Aqui está o motivo pelo qual a China se comprometeu a resolver o problema da superprodução de aço e combustível.

Aqui está o motivo pelo qual a China se comprometeu a resolver o problema da superprodução de aço e combustível.
Sayantan Sarkar
05 de mar. de 2025, 05:35 AM
  • A China aborda a superprodução em seus setores de aço e petróleo para reestruturar sua economia e se alinhar com as metas climáticas.
  • A China pretende mudar de uma economia impulsionada pela manufatura para um modelo liderado por serviços e inovação.
  • O país mantém uma meta de crescimento do PIB de 5%, impulsionada por políticas fiscais e um foco no aumento da demanda interna.

A China, com o objetivo de reestruturar sua economia e atingir metas de crescimento ambiciosas, comprometeu-se a enfrentar os desafios da superprodução em seus setores de aço e petróleo, de acordo com uma reportagem da Bloomberg.

Esses dois setores, que estão entre os piores desempenhos e os mais prejudiciais ao meio ambiente do país, têm lutado contra a produção excessiva por um período considerável.

O compromisso do governo chinês em resolver essa superprodução representa um passo significativo para alinhar o desenvolvimento econômico do país com seus objetivos ambientais.

Ao conter a produção excedente nesses setores, a China visa aumentar sua eficiência, promover práticas sustentáveis e reduzir sua pegada ecológica.

Essa medida também reflete a estratégia mais ampla da China de transição de uma economia impulsionada pela manufatura para um modelo mais orientado a serviços e liderado pela inovação.

Além disso, a China pretende criar uma economia mais equilibrada e resiliente, capaz de gerar crescimento sustentado a longo prazo.

Mudança no uso de energia na China

A Comissão Nacional de Desenvolvimento e Reforma da China anunciou cortes na produção de aço na reunião anual de políticas em Pequim na quarta-feira.

O consumo de energia do país está mudando rapidamente devido à eletrificação do transporte. Como resultado, a agência de planejamento econômico está instando as refinarias a reduzir a produção de combustíveis e aumentar a produção de produtos petroquímicos.

Os mercados de commodities, já lutando contra a supercapacidade e receosos da potencial desaceleração econômica decorrente de uma guerra comercial com os EUA, mostraram pouca reação aos ambiciosos planos de gastos da China.

Além disso, a China reafirmou seu compromisso com o crescimento econômico ao manter uma meta de crescimento do PIB de aproximadamente 5% pelo terceiro ano consecutivo.

Este objetivo é apoiado por políticas fiscais ambiciosas, incluindo a maior meta de déficit fiscal em mais de três décadas e a promessa de aumentar a emissão de títulos do governo local a níveis sem precedentes.

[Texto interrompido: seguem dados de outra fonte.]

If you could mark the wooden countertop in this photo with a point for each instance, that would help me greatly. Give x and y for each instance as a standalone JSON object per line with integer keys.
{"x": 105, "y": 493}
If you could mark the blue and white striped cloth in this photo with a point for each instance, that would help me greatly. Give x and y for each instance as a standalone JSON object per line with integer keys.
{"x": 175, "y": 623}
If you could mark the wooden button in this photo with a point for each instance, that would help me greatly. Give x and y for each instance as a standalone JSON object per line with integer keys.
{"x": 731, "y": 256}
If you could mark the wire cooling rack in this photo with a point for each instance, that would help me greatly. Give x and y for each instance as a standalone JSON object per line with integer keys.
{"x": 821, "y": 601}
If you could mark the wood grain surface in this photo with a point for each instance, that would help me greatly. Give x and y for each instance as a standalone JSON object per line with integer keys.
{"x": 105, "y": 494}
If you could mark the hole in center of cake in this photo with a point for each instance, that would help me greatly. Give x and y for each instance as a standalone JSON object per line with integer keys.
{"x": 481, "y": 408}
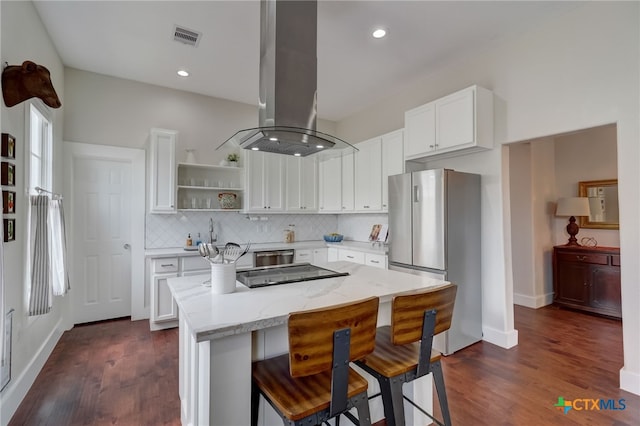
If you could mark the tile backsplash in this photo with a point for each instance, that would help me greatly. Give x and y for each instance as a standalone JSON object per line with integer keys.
{"x": 171, "y": 230}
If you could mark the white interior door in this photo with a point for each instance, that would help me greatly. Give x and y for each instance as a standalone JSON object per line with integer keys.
{"x": 102, "y": 237}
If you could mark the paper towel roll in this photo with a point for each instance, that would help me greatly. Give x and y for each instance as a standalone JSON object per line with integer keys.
{"x": 223, "y": 278}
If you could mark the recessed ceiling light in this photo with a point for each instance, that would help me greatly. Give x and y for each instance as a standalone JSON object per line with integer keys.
{"x": 379, "y": 33}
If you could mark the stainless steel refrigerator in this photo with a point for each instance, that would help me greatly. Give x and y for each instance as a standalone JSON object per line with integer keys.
{"x": 434, "y": 230}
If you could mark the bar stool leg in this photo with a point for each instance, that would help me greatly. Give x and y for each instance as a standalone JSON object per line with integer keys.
{"x": 391, "y": 389}
{"x": 438, "y": 378}
{"x": 362, "y": 406}
{"x": 255, "y": 404}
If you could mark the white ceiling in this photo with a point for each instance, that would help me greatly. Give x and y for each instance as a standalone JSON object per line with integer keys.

Essas medidas, conforme descritas nos relatórios de trabalho apresentados no Congresso Nacional do Povo, destacam a abordagem proativa do governo para estimular a atividade econômica e garantir o crescimento sustentado em meio a um cenário econômico global complexo e em constante evolução.

Uma prioridade máxima para os formuladores de políticas será implementar medidas rápidas e eficazes para impulsionar a demanda interna.

Isso poderia envolver uma abordagem multifacetada, abrangendo estímulos fiscais, como cortes de impostos direcionados ou gastos diretos em projetos de infraestrutura, para injetar dinheiro na economia e incentivar o consumo e os investimentos empresariais.

Adicionalmente, medidas de política monetária, como a redução das taxas de juros ou a implementação de flexibilização quantitativa, poderiam ser utilizadas para tornar o crédito mais barato e estimular a atividade econômica.

A potencial mudança nas prioridades de gastos da China

O ligeiro aumento nos preços de referência do cobre e a diminuição simultânea nos preços do minério de ferro indicam uma possível mudança nas prioridades de gastos.

Essa mudança parece favorecer o consumo privado e as novas indústrias inovadoras em detrimento do investimento estatal em indústrias tradicionais e pesadas.

O cobre, frequentemente visto como um indicador da saúde econômica devido ao seu amplo uso industrial, sugere uma perspectiva positiva para setores como construção, eletrônica e energia renovável.

Esses setores são tipicamente associados ao consumo privado e ao novo desenvolvimento econômico.

Por outro lado, a queda nos preços do minério de ferro, um ingrediente chave na produção de aço, sugere uma possível desaceleração em projetos de infraestrutura impulsionados pelo Estado e na indústria pesada.

O governo reconheceu as dificuldades enfrentadas na transição para novos motores de crescimento após uma recuperação decepcionante da pandemia.

Isso fica evidente em sua meta pouco ambiciosa de redução da intensidade energética, que efetivamente abandona sua meta quinquenal.